Why Would You Want to Borrow Crypto?

One of the reasons to borrow crypto is to carry out arbitrage trading. That is spotting a difference in prices of certain crypto in various exchanges and capitalizing on it. But the price differences usually tend to be small, so you will need a lot of crypto to make a decent profit.

That is where Aave flash loans can be useful. This loan type enables people to borrow crypto without collateral in order to purchase a digital asset. Then, after you sell it, you can use the same transaction to return the original loan amount while you keep the profit.

How Liquidity Pools Work

Aave has created various liquidity pools for people to deposit cryptocurrencies, which then become the funds that the platform can lend out. Locking your crypto in one of those pools makes you a liquidity provider. Therefore, when a borrower repays their loan, you will receive a portion of the interest.

Why Doesn’t Everybody Do it?

There are several reasons. First of all, you have to transfer crypto into Aave to start using the protocol. And considering the high transaction cost on the Ethereum network, some crypto users are hesitant to transfer small amounts.

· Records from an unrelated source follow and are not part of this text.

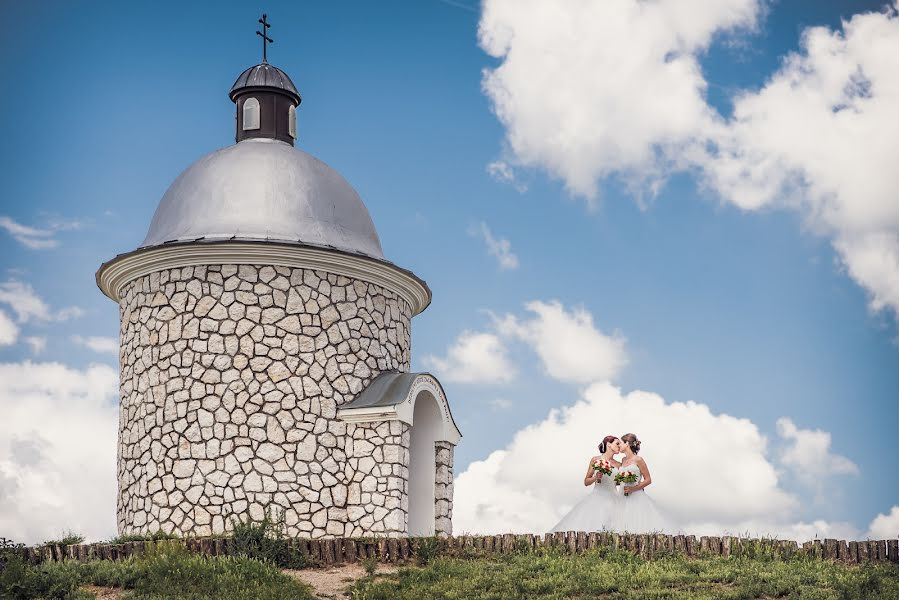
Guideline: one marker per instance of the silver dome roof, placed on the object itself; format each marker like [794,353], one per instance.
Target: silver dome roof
[263,189]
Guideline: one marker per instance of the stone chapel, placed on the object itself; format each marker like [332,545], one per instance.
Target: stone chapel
[265,350]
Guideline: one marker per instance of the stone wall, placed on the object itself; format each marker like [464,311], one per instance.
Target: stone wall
[443,492]
[231,377]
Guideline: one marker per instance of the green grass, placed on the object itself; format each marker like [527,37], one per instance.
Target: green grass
[171,572]
[617,574]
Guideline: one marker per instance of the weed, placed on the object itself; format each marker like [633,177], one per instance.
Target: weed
[616,573]
[425,549]
[370,564]
[68,538]
[265,540]
[150,536]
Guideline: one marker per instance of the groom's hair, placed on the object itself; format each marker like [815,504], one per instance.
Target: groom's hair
[605,443]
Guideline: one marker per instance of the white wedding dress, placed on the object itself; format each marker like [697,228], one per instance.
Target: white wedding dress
[597,511]
[637,513]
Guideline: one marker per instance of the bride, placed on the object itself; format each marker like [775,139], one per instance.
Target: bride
[599,508]
[637,513]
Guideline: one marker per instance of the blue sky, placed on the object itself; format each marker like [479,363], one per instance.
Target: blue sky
[750,312]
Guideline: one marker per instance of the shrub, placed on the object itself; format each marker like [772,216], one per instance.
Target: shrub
[168,571]
[68,538]
[370,564]
[265,540]
[426,549]
[150,536]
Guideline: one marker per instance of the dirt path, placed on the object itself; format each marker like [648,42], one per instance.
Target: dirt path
[103,593]
[332,582]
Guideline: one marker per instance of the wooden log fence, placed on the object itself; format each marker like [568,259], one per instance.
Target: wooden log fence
[324,552]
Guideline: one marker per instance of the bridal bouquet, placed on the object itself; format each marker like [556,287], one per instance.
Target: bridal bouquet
[603,467]
[626,478]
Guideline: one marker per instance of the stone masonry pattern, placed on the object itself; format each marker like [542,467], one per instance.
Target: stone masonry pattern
[231,377]
[443,492]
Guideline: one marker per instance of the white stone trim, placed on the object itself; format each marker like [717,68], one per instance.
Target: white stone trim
[114,275]
[403,411]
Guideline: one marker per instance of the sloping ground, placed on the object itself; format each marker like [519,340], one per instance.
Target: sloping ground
[620,575]
[334,582]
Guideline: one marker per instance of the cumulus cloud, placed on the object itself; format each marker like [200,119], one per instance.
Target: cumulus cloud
[57,450]
[34,237]
[9,333]
[590,89]
[37,344]
[99,344]
[885,527]
[27,304]
[503,172]
[821,136]
[710,471]
[569,344]
[808,455]
[474,357]
[498,248]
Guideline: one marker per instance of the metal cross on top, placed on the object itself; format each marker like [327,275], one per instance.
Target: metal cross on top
[265,39]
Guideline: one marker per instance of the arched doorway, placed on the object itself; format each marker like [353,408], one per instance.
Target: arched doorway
[426,429]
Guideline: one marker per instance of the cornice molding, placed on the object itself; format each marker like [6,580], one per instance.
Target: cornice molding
[114,275]
[404,410]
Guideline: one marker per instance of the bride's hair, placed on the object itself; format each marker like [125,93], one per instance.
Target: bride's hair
[605,443]
[631,440]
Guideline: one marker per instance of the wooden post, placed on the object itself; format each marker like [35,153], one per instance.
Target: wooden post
[691,545]
[878,550]
[405,552]
[853,552]
[842,551]
[893,550]
[644,545]
[393,550]
[862,552]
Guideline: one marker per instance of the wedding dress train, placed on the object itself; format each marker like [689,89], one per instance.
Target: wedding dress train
[637,513]
[597,511]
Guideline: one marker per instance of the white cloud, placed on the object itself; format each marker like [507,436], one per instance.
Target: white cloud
[885,527]
[809,458]
[57,450]
[99,344]
[499,248]
[711,472]
[501,404]
[37,344]
[590,89]
[570,346]
[27,305]
[474,358]
[503,172]
[34,237]
[821,136]
[8,330]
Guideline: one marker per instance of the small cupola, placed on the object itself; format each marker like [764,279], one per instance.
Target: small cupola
[266,99]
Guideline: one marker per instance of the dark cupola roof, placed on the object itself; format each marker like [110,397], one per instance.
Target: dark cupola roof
[264,77]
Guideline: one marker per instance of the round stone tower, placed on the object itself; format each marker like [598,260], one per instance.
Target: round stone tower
[265,350]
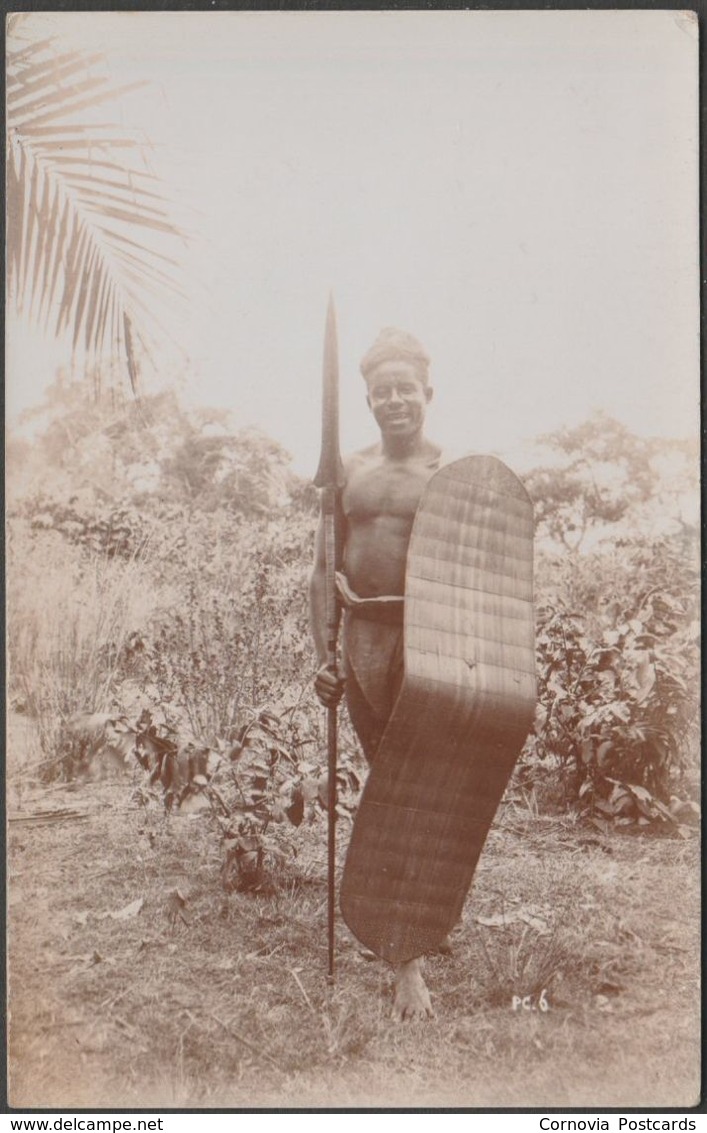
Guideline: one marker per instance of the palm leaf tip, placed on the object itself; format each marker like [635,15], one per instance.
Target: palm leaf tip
[73,210]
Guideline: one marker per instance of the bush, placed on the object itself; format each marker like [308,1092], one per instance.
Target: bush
[618,680]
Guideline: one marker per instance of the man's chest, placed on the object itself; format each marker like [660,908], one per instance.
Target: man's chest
[385,488]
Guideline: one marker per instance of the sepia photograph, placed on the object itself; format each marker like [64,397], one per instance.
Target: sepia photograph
[352,546]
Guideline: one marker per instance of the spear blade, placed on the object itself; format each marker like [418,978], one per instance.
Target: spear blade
[330,473]
[330,478]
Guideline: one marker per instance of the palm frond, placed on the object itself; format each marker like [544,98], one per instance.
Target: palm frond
[87,226]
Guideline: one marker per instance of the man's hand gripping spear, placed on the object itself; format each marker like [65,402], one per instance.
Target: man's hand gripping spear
[330,479]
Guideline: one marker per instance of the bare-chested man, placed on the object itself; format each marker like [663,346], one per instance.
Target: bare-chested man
[383,485]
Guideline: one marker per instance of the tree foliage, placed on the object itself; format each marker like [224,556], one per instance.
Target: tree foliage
[603,478]
[90,240]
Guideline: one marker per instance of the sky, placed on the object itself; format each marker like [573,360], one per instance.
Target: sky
[518,189]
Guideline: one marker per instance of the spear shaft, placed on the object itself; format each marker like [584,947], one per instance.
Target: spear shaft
[330,479]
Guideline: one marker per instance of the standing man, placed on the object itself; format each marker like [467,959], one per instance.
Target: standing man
[382,490]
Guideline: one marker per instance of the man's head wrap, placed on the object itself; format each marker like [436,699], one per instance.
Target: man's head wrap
[391,344]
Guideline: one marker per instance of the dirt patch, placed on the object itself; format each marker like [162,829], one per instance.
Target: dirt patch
[124,996]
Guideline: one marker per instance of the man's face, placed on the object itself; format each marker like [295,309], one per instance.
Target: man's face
[398,398]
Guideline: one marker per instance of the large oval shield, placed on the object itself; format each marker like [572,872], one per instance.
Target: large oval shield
[462,715]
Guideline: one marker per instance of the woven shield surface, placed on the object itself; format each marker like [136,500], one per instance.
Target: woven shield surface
[463,712]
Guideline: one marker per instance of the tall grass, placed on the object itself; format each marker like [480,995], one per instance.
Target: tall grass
[70,616]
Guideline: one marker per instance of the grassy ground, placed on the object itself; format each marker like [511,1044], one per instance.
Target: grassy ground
[229,1005]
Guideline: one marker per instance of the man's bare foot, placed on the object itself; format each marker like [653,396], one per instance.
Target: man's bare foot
[411,995]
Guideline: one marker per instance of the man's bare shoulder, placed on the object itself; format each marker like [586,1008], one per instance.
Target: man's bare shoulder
[355,460]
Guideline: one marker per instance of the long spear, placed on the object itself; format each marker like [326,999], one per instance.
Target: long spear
[330,478]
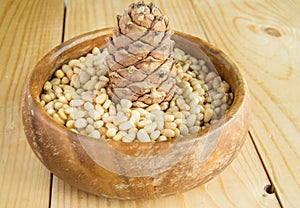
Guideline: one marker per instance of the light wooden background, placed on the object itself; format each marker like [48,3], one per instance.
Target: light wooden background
[262,36]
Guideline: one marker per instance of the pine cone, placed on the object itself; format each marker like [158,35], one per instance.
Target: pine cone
[140,58]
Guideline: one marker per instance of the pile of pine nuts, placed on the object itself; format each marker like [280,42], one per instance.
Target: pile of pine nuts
[76,97]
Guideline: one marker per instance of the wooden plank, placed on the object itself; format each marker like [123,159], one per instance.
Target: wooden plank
[263,37]
[242,183]
[85,16]
[28,30]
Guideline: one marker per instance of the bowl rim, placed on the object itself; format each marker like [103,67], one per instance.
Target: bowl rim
[240,94]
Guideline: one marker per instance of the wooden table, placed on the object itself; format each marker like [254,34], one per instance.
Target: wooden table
[262,36]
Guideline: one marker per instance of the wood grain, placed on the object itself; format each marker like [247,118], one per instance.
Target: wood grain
[263,36]
[233,188]
[242,182]
[28,30]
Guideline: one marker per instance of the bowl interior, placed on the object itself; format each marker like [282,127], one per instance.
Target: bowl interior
[83,44]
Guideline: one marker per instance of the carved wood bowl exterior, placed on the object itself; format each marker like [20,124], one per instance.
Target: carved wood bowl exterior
[135,170]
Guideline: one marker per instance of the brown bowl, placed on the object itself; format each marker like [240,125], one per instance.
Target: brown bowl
[135,170]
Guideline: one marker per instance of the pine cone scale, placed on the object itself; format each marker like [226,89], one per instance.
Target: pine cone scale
[140,61]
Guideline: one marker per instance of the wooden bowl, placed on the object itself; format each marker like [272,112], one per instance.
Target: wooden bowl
[135,170]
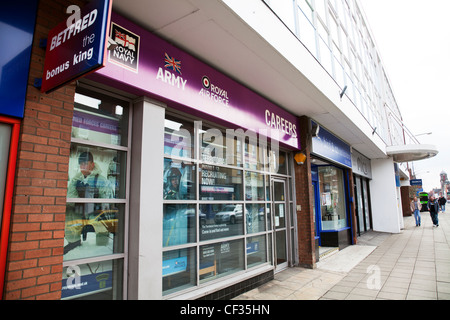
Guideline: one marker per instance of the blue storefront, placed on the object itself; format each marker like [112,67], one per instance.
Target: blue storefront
[330,168]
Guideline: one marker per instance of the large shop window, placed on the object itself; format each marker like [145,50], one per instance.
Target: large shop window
[332,197]
[97,206]
[216,212]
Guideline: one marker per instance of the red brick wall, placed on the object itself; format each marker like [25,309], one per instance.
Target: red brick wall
[304,197]
[35,255]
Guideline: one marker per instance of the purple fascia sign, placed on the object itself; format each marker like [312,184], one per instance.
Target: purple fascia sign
[144,64]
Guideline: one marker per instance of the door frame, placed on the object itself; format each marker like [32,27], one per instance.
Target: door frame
[287,227]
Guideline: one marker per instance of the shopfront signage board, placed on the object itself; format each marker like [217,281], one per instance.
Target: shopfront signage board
[144,64]
[416,182]
[76,47]
[328,146]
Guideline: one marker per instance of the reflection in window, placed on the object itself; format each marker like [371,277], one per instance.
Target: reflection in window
[255,217]
[221,221]
[332,198]
[96,172]
[179,224]
[221,259]
[178,138]
[219,183]
[179,270]
[256,251]
[179,180]
[93,229]
[101,280]
[254,186]
[102,119]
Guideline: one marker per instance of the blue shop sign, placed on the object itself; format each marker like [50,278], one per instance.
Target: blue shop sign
[327,146]
[76,48]
[17,22]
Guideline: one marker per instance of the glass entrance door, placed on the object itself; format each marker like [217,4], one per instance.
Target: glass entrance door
[280,223]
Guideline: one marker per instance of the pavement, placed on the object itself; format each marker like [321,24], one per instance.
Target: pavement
[411,265]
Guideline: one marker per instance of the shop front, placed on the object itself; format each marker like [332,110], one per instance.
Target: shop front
[180,179]
[330,164]
[362,174]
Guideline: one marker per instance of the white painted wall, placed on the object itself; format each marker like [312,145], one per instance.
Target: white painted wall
[147,166]
[387,213]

Second, the liquidation risk discourages many from borrowing loans. Immediately Aave dictates that your collateral is lower than the loan amount, it gets liquidated to ensure that other people can still access loans.

What’s the Use of the AAVE Token?

AAVE tokens govern the lending protocol. The token holders have the power to vote on various proposals regarding Aave.

AAVE holders can also use their tokens as collateral and usually get a discount on borrowing fees.

AAVE is one of the biggest DeFi tokens by market cap and can be traded on several crypto exchanges, including Huobi Global and Binance.